Писатели минувших эпох жили в поступательной истории, в эволюции и прогрессе, у них были идеалы и стремления к «свободе и свету». Казалось, что всё дело в общественном несовершенстве. И что стоит освободить «мужика» от рабства и нищеты, внедрить равенство и братство, и жизнь изменится. Теперь, когда «всё уже было», мы знаем, к чему приводит стремление к справедливости, а гуманизм (это, если вы забыли, когда «человек – мера всех вещей») истлел, и не осталось ничего, кроме тотального разочарования во всём. В государстве и в демократии, в человеке и в его возможностях. В искусстве, не вылезающем из перманентного кризиса и даже в пост-искусстве, ни на что и ни на кого не влияющем. Не говоря уже о религии, науке и прочих про-явлениях ума.
«Пароход в Аргентину» рассказывает о поисках, лишенных финала и большого смысла, но необходимых для того, чтобы движение не останавливалось, но продолжалось, подменяя собой общий ход истории поисками символического отца (если рассматривать сюжет психоаналитически) или символической родины (если взглянуть на сюжет экзистенциально, так как понятно же, что архитектура здесь равна эпосу), которой для Алексея Макушинского становится литература со всеми её многочисленными отсылками, аллюзиями и реминисценциями, Прустами, Маннами и Набоковыми.
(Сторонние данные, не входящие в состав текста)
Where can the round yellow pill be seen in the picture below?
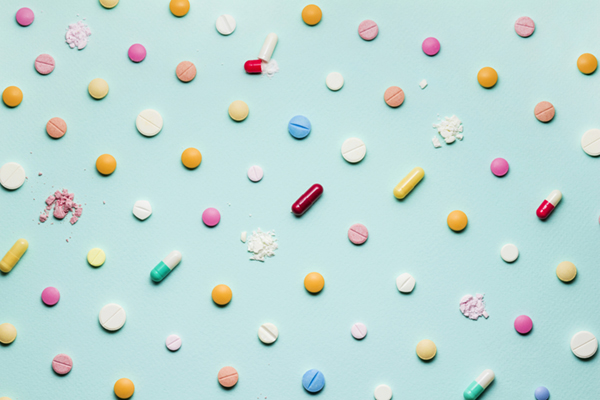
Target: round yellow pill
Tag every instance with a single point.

Даже если решить, что «Пароход в Аргентину» – еще один вариант «Ады» с альтернативной историей России, в которой никогда не было революции. Или же она попросту миновала вовремя уехавшего Воскобойникова, и оттого как бы отменена.
В какой-то момент я решил, что Алексей Макушинский пытается вернуться в собственное фамильное прошлое, сохранив в романе контуры своей реальной семьи. Или морочится о тщете жизни и страхе смерти, точнее, медленном её приближении, постоянно наползающей чёрной грозовой тучей, обещающей непонятное бессмертие, равное забвенью.
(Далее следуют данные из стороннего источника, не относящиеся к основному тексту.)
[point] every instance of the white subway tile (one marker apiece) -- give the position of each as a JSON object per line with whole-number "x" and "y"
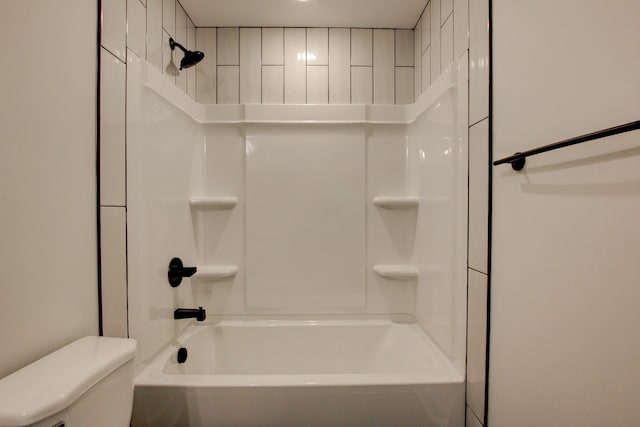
{"x": 478, "y": 60}
{"x": 404, "y": 48}
{"x": 317, "y": 46}
{"x": 181, "y": 37}
{"x": 361, "y": 85}
{"x": 404, "y": 85}
{"x": 250, "y": 65}
{"x": 191, "y": 72}
{"x": 228, "y": 46}
{"x": 435, "y": 39}
{"x": 446, "y": 43}
{"x": 361, "y": 47}
{"x": 383, "y": 66}
{"x": 112, "y": 130}
{"x": 136, "y": 28}
{"x": 426, "y": 69}
{"x": 206, "y": 70}
{"x": 228, "y": 84}
{"x": 317, "y": 84}
{"x": 446, "y": 7}
{"x": 113, "y": 270}
{"x": 272, "y": 84}
{"x": 295, "y": 66}
{"x": 417, "y": 60}
{"x": 169, "y": 16}
{"x": 114, "y": 31}
{"x": 272, "y": 46}
{"x": 426, "y": 27}
{"x": 460, "y": 27}
{"x": 476, "y": 341}
{"x": 478, "y": 195}
{"x": 169, "y": 68}
{"x": 339, "y": 66}
{"x": 154, "y": 33}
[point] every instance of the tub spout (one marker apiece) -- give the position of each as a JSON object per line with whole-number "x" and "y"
{"x": 187, "y": 313}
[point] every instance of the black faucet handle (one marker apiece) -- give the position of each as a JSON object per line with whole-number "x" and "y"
{"x": 177, "y": 271}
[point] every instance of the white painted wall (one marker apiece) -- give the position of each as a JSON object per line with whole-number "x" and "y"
{"x": 564, "y": 344}
{"x": 48, "y": 248}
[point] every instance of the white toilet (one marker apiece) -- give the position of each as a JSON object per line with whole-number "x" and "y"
{"x": 88, "y": 383}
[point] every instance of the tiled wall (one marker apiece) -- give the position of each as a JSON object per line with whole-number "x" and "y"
{"x": 305, "y": 66}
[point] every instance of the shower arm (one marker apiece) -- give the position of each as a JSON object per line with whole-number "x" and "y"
{"x": 173, "y": 44}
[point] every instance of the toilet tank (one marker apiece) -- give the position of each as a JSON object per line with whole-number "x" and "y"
{"x": 86, "y": 383}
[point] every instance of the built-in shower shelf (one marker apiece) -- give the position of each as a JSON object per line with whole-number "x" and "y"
{"x": 213, "y": 203}
{"x": 396, "y": 272}
{"x": 215, "y": 272}
{"x": 396, "y": 202}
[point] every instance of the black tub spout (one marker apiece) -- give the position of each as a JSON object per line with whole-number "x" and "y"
{"x": 188, "y": 313}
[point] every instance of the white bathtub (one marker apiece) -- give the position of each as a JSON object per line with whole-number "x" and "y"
{"x": 301, "y": 373}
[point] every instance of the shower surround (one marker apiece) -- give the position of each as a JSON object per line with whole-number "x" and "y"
{"x": 307, "y": 213}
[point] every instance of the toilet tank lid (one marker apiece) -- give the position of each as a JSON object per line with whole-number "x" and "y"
{"x": 51, "y": 384}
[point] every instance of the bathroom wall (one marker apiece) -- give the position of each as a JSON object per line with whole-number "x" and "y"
{"x": 305, "y": 66}
{"x": 48, "y": 248}
{"x": 564, "y": 289}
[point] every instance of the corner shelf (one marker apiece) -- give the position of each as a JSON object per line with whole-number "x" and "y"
{"x": 396, "y": 202}
{"x": 215, "y": 272}
{"x": 396, "y": 272}
{"x": 213, "y": 203}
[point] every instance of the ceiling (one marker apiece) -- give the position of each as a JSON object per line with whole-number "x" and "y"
{"x": 305, "y": 13}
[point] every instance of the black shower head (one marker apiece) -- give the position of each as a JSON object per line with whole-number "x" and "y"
{"x": 190, "y": 59}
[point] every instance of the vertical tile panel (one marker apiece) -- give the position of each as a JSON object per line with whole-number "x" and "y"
{"x": 191, "y": 72}
{"x": 361, "y": 85}
{"x": 426, "y": 69}
{"x": 476, "y": 341}
{"x": 114, "y": 32}
{"x": 426, "y": 28}
{"x": 181, "y": 37}
{"x": 435, "y": 39}
{"x": 361, "y": 47}
{"x": 206, "y": 71}
{"x": 113, "y": 263}
{"x": 317, "y": 46}
{"x": 317, "y": 84}
{"x": 250, "y": 65}
{"x": 228, "y": 84}
{"x": 154, "y": 33}
{"x": 272, "y": 46}
{"x": 272, "y": 84}
{"x": 404, "y": 85}
{"x": 295, "y": 69}
{"x": 478, "y": 60}
{"x": 478, "y": 195}
{"x": 169, "y": 68}
{"x": 446, "y": 43}
{"x": 169, "y": 16}
{"x": 136, "y": 28}
{"x": 446, "y": 7}
{"x": 112, "y": 130}
{"x": 228, "y": 46}
{"x": 460, "y": 27}
{"x": 404, "y": 48}
{"x": 383, "y": 66}
{"x": 339, "y": 66}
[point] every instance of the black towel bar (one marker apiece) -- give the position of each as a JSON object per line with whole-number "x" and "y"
{"x": 518, "y": 160}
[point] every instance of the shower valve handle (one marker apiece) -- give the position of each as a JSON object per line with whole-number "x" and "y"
{"x": 177, "y": 271}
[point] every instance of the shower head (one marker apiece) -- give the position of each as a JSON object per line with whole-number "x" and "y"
{"x": 191, "y": 57}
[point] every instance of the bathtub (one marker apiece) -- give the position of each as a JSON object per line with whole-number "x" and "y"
{"x": 301, "y": 373}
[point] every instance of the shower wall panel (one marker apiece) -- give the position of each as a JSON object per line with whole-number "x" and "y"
{"x": 305, "y": 217}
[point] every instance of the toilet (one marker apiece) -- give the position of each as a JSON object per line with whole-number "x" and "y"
{"x": 88, "y": 383}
Однако такие трактовки, если возвращаться к критическому осмыслению книги, раскрывают не текст, но самого интерпретатора. Многоэтажная, мерцающая структура текста, состоящая из зеркал и отражений, способна вместить в себя всё что угодно. Именно поэтому наша критика и не справилась с «Путешествием в Аргентину». Расточая похвалы иноземным авторам в поисках новомодных откровений, она просмотрела русскоязычного Зебальда и Боланьо (или, точнее, сочинителя такого же уровня и ряда), так как не обладает опытом работы со сложными литературными материями. А ещё оттого, что никто из «авторитетов» (или претендующих на формирование репутаций) не сказал, как это всё у Макушинского правильно и хорошо сделано. Рассматривая прочитанное без подсказки, наши люди видят в книгах такого масштаба собственные отражения, но не качество текста.
Повторю то, с чего начал. Современные тексты следует изучать не с точки зрения содержания, но именно что структуры, того, как и почему это сделано. Выражением авторской философии уже давно является не «идейно-философское» мясо, которое («поэзия – сама себе метафора», заявлял когда-то Гадамер) крутится-вертится в любую сторону (и зависит от наблюдателя), но именно что технологические сложность и совершенство.
Кажется, именно поэтому, далеко не случайно (вопрос только в том, насколько осознанно) Алексей Макушинский сделал главным героем своего текста именно архитектора.
________________ Примечания:
1 Дмитрий Бавильский. Поколение Барселоны. – «Взгляд», 2005, 6 сентября.